La conclusión inevitable es que el niño mimado por cinco tías maternas ha tenido una vida exitosa. Los sueños de adolescencia se hicieron realidad convirtiéndole en un genio precoz, que acabó viviendo en esos áticos donde las noticias llegan a teléfonos blancos y no existe el cáncer. El joven Allen que se identificaba con Clifton Webb y, como Blanche Dubois, no quería realidad sino magia, acabó creando su propio imaginario, en el que Marshall McLuhan no sale a tu rescate en la cola del cine, pero desplumas en una timba a los doce del patíbulo en la noche infinita del swinging London —jugando como un tahúr esforzado frente a despreocupados beodos—, tienes mansiones en Venecia, te hospedas en el Ritz, cenas en Maxim’s y La tour d’argent, te llama Fellini insistentemente por teléfono y la gente hace cola para escuchar tu mediocre interpretación al clarinete del jazz de Nueva Orleans, viajas en avión privado y te permites el lujo de salir con excusas del rancho Hemingway porque no quieres compartir baño. Y por si fuera poco, los mejores actores y directores de fotografía del mundo te piden trabajo, aunque su caché se rebaje insultantemente.

Woody Allen

Diane Keaton y Woody Allen en Annie Hall (1977).

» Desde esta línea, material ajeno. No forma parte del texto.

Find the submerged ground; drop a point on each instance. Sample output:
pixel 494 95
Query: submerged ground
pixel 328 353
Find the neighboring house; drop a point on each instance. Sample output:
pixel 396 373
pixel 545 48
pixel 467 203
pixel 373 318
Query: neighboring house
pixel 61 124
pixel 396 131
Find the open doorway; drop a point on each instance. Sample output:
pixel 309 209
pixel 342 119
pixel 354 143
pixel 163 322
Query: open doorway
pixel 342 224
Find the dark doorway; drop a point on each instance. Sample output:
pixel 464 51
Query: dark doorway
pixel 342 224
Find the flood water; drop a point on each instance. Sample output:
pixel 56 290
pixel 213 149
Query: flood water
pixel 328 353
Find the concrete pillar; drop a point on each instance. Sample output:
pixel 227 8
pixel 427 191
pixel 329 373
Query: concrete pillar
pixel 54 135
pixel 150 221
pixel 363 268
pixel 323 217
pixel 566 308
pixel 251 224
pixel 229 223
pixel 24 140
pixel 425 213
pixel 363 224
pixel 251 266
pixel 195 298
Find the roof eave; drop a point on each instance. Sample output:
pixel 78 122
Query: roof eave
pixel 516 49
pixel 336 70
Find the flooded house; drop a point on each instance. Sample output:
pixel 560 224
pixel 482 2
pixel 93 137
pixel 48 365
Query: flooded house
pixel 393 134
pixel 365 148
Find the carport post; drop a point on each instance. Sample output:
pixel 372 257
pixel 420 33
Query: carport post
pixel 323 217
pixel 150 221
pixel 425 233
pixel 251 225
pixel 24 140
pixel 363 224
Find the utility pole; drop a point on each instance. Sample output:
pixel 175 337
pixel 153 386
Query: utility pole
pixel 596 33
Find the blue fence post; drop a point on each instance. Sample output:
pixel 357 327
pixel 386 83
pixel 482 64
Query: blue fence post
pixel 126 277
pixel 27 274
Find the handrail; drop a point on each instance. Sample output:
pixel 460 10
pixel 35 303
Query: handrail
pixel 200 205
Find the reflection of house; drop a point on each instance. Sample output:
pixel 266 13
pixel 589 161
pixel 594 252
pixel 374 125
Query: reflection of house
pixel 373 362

Lo que no se esfuerza ni él mismo en negar es su condición de control freak. El cineasta que plantea sus filmes como un oficinista, que a las cinco ficha la salida y no ensaya para no perder tiempo, aún se asombra del aguante de los estudios con sus exigencias y eso nos obliga a examinar su calculada confesión en la que nada es gratuito. A pesar de no haber disfrutado del Ulises de Joyce, Allen comparte nómina con el autor irlandés, al que incluye junto a sí mismo en un club de malditos egregios entre los que da carta de naturaleza a Dreyfus, Polanski, Henry Miller o D.H. Lawrence.

El J’accuse de Woody Allen trasciende el entorno Farrow para adentrarse en el MeToo y dejar constancia con cifras del exquisito trato laboral que siempre ha deparado a sus colaboradoras: 230 mujeres en puestos de jefatura; 106 mujeres protagonistas, con 62 nominaciones; todas ellas con igualdad salarial. Pero también recurre al argumento de autoridad refiriendo el apoyo incondicional de tres de sus compañeras de vida más cercanas, la supersónicamente promiscua Louise Lasser —cuyo recuerdo en A propósito de nada casi eclipsa al de Diane Keaton—, la propia protagonista de Annie Hall y su esposa actual —repita conmigo: Soon Yi Previn no ha sido nunca su hija, ni siquiera adoptada, era mayor de edad cuando inició su relación con Allen y no es subnormal, como proclamó su madre adoptiva—, a la que dedica el libro con su causticidad habitual. A ellas suma una lista de actores y actrices que se batieron el cobre por defenderle, como Javier Bardem, Alec Baldwin, Blake Lively, Wally Shawn y Scarlett Johansson, doliéndose infinitamente de la enorme decepción que supuso la abjuración de su estimadísima Emma Stone, una de las escasas actrices que habían tenido el honor de entrar en el círculo de confianza y empatía humorística del director… hasta que su whatsapp enmudeció.

Woody Allen

Selena Gomez y Woody Allen en el set de Día de lluvia en Nueva York (2019).

Woody Allen no da puntada sin hilo en un libro seductor, detallado y extenso, aunque demasiado breve en las referencias a sus filmes, al que agradeceríamos un índice onomástico, pero también una referencia cronológica tan precisa en los apasionantes avatares profesionales como la que prodiga a las tramas del litigio. El diferente valor que el autor otorga a la precisión no deja de ser también significativo y revela cuál ha sido su prioridad, pero no podemos cerrar el libro sin sentir que este Val Waxman tiene muy claro que el resto de su carrera será europea o no será.